L’Encyclopédie/1re édition/SÉRAPÉON
SERAPÉON, s. m. (antiq. d’Egypte.) temple fameux d’Alexandrie, ainsi nommé parce qu’on y avoit déposé la statue du dieu Sérapis.
Rufin qui étoit à Alexandrie lorsqu’il subsistoit encore, nous en a fait la description. C’est un lieu élevé, dit-il, non par la nature, mais de main d’homme. Il est, pour ainsi dire, suspendu en l’air. Ce vaste bâtiment est quarré, & soutenu sur des voûtes depuis le rez-de-chaussée jusqu’à ce qu’on soit arrivé au plainpié du temple, auquel on monte par plus de cent degrés. Ces voûtes sont partagées en plusieurs appartemens séparés les uns des autres, qui servent à différens ministeres secrets. Sur ces voûtes en-dehors sont de grandes salles pour conférer, des refectoires, & la maison où demeurent ceux qui ont la garde du temple. En-dedans régnoient des portiques qui composoient une espece de cloître au-tour de ce bâtiment quarré. C’étoit au milieu de ce cloître que s’élevoit le temple de Sérapis orné de colonnes, & dont les murs étoient de marbre.
Ptolomée, fils de Lagus, l’avoit fait bâtir, selon Tacite, dans un lieu où il y avoit eu long-tems auparavant une chapelle consacrée à Sérapis & à Isis, sur une petite éminence dans le quartier nommé Rhacotis, dont il faisoit le plus bel ornement.
Théophile, patriarche d’Alexandrie, ayant pris la résolution de ruiner absolument le paganisme dans la capitale de l’Egypte, fit tout ce qu’il put pour obtenir des ordres afin de mettre en exécutoon son dessein. Il obtint en effet de l’empereur Théodose en 390, un édit qui lui permettoit de démolir tous les temples.
L’expédition de Théophile se fit avec tout le zele destructeur dont il étoit capable, & il n’étoit pas petit. Les choses ne se passerent pas sans tumulte ; les payens, au rapport des auteurs ecclésiastiques, outrés de ce qu’on vouloit abolir leur ancienne religion, se retirerent dans le Sérapéon, comme dans une citadelle ; de-là ils se défendirent, & soutinrent les attaques des chrétiens. Quelques philosophes s’étoient mélés dans cette émeute en faveur de leurs compatriotes ; mais Théophile appuyé du préfet d’Alexandrie & du commandant des troupes, ayant eu l’avantage, un grand nombre de savans du paganisme cruellement persécutés, furent obligés de prendre la fuite, & de se disperser dans plusieurs villes de l’empire. On nomme entre autres le philosophe Olympus & les grammairiens Ammonius & Helladius. Ce magnifique temple de Sérapis fut détruit de fond en comble, & quelque tems après on bâtit à sa place une église à laquelle on donna le nom de l’empereur Arcadius.

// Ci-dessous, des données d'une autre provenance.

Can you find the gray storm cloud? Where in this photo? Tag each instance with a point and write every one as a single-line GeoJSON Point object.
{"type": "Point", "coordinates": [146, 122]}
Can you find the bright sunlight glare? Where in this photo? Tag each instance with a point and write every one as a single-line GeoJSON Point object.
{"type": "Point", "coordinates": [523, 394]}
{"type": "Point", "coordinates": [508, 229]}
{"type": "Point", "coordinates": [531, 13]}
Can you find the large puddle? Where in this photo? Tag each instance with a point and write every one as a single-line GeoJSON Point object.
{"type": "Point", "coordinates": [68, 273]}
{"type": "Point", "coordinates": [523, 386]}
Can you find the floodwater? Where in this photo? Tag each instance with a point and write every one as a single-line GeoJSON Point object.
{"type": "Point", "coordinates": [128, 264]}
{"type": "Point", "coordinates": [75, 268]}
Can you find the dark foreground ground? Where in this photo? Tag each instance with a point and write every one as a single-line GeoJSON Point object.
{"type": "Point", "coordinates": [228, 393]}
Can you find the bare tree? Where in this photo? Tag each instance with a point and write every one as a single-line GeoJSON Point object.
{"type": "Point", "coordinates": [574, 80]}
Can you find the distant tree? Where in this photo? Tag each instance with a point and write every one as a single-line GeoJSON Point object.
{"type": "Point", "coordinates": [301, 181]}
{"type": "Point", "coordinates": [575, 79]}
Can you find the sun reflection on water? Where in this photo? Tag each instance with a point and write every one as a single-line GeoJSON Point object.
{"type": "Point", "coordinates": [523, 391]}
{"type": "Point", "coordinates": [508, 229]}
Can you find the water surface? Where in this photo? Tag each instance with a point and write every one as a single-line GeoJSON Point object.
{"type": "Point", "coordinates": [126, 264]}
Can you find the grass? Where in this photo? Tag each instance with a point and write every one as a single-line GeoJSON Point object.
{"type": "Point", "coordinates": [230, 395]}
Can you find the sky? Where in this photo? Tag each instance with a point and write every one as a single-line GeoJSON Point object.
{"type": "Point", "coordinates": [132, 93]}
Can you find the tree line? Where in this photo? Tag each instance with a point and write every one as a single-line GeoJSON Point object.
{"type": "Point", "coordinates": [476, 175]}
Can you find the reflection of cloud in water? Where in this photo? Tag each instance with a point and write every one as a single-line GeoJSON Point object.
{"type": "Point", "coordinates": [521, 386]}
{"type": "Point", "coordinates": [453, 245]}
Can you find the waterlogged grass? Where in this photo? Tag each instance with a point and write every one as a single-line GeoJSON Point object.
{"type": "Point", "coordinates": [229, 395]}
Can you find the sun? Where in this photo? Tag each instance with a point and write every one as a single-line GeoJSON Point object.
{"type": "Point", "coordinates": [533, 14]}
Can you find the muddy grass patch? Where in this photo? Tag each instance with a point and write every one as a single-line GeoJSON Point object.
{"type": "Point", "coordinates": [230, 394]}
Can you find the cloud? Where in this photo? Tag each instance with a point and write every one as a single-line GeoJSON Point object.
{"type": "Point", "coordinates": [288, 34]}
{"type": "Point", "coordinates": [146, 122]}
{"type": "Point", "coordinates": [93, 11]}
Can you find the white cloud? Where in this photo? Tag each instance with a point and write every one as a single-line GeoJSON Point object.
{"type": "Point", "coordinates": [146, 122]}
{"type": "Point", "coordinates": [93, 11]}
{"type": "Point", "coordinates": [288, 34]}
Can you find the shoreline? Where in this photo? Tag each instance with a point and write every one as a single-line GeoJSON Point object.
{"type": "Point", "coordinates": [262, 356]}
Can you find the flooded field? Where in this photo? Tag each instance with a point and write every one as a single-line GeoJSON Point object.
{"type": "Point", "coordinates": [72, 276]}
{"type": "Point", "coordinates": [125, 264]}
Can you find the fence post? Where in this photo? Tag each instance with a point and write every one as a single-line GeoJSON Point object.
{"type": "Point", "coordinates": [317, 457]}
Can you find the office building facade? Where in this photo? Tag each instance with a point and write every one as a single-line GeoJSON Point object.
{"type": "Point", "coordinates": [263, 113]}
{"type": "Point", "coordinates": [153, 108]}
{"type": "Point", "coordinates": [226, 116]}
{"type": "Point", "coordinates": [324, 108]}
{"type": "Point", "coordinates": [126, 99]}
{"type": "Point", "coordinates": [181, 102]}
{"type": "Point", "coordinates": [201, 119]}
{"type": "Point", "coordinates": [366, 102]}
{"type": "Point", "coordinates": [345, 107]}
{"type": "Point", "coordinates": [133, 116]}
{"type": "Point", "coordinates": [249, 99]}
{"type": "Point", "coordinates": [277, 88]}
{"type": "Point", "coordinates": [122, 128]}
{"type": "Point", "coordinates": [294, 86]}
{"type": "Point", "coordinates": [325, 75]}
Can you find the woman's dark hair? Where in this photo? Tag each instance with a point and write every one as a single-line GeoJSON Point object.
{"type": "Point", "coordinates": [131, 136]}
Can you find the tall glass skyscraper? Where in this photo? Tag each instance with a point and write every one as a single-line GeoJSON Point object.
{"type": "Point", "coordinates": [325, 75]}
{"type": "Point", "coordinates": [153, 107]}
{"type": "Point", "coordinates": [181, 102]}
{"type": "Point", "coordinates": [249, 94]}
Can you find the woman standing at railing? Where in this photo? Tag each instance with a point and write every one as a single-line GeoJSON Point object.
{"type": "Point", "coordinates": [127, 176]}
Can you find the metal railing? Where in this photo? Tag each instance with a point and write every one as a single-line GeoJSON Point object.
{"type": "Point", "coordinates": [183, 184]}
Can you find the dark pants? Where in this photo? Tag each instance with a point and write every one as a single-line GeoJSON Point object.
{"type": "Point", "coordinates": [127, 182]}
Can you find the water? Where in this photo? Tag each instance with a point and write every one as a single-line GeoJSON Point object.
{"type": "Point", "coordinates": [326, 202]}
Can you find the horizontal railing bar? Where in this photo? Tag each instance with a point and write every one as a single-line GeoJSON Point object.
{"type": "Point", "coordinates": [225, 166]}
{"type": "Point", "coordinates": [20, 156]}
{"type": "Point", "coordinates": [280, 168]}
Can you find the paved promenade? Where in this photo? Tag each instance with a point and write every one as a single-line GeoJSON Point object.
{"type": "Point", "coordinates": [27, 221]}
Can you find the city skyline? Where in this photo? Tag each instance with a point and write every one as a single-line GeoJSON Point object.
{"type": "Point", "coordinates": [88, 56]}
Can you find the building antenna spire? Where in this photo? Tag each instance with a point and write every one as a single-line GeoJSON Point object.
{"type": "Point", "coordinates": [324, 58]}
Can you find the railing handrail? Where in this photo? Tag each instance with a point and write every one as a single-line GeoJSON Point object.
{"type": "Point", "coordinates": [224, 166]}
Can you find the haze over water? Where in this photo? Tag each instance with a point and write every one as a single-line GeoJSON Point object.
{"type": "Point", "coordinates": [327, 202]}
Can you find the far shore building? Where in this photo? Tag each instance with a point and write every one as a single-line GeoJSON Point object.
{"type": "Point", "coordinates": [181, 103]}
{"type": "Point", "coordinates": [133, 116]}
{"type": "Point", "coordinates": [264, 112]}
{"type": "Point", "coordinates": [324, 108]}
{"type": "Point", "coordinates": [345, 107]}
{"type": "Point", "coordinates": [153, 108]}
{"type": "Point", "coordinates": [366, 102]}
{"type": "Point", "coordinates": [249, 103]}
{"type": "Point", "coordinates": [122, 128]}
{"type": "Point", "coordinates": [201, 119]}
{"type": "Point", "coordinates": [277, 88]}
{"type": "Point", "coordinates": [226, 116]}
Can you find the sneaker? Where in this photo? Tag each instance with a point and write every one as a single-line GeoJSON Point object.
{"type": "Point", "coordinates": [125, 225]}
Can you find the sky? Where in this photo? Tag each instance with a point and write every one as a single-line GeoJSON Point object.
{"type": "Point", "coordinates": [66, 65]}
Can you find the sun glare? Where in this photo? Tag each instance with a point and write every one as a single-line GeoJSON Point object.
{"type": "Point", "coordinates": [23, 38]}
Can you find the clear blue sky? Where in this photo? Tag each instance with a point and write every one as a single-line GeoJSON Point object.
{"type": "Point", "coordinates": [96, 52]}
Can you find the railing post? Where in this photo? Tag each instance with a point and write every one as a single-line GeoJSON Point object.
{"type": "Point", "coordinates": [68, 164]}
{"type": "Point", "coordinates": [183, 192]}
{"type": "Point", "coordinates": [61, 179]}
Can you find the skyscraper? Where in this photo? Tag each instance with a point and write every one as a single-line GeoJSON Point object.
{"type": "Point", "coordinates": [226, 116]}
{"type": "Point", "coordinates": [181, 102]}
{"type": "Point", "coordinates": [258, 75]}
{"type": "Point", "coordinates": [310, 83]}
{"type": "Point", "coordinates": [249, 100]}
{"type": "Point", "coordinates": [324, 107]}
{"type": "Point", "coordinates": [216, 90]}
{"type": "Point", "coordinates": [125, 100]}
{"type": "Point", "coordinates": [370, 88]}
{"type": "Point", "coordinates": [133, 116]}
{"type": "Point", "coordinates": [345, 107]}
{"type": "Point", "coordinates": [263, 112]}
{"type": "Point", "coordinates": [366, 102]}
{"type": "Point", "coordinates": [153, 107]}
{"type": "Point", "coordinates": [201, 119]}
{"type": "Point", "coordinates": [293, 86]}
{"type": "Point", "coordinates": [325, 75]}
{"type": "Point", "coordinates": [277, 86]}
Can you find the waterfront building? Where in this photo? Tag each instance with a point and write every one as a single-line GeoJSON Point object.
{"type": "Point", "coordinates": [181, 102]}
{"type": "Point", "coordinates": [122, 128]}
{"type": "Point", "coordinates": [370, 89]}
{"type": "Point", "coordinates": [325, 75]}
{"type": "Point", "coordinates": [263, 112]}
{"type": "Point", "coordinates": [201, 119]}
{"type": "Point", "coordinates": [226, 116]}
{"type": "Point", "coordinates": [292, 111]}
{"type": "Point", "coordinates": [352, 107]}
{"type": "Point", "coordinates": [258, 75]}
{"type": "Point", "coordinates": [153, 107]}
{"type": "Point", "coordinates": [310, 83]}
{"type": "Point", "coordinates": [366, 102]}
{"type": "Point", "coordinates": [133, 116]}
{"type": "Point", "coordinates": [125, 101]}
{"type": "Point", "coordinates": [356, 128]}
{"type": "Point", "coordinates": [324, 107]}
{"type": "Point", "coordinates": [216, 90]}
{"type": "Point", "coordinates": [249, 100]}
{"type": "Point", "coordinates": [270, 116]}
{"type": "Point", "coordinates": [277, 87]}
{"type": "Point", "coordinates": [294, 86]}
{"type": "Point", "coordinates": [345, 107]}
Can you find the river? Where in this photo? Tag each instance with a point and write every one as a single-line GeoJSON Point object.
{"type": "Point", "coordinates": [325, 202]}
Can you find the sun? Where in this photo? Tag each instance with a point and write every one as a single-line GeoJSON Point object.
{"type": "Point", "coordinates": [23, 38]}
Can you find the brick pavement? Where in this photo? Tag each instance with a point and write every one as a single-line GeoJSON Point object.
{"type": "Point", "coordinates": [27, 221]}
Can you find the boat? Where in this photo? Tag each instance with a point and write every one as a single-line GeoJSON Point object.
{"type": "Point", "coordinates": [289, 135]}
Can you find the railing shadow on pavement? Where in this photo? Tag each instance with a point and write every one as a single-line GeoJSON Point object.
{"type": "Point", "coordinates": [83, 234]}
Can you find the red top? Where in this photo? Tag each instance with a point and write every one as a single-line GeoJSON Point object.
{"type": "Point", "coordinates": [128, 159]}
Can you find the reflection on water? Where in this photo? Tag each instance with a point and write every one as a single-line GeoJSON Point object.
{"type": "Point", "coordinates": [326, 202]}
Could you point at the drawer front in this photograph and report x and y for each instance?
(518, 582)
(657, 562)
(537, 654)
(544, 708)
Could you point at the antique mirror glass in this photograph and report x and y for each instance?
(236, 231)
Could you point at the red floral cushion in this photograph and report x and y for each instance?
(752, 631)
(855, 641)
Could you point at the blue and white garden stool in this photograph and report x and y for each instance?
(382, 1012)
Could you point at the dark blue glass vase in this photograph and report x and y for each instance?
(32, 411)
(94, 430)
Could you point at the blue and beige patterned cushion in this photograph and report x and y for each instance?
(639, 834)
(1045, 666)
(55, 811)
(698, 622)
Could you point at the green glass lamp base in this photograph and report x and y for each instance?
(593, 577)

Ce temple avoit une bibliotheque qui devint très célebre, & qui n’étoit cependant qu’un supplément de la bibliotheque d’Alexandrie, aussi l’appelloit-on sa fille ; mais avec le tems cette fille devint belle & grande ; elle échappa aux flammes qui consumerent celle d’Alexandrie. On croit que ce fut dans le Sérapéon que Cléopatre mit les deux cens mille volumes de celle de Pergame, dont Marc-Antoine lui fit présent. Cette addition & d’autres que les conjonctures amenerent, rendirent la bibliotheque du Sérapéon plus nombreuse que celle dont elle tiroit sa naissance. Pillée plus d’une fois pendant les révolutions de l’empire romain, elle se rétablit toujours de ses pertes. En un mot, elle a subsisté ouvrant ses trésors aux curieux jusqu’au vij. siecle, qu’elle eut enfin le même sort que sa mere, & qu’elle fut brûlée par les Sarrasins quand ils prirent Alexandrie l’an de J. C. 642. (D. J.)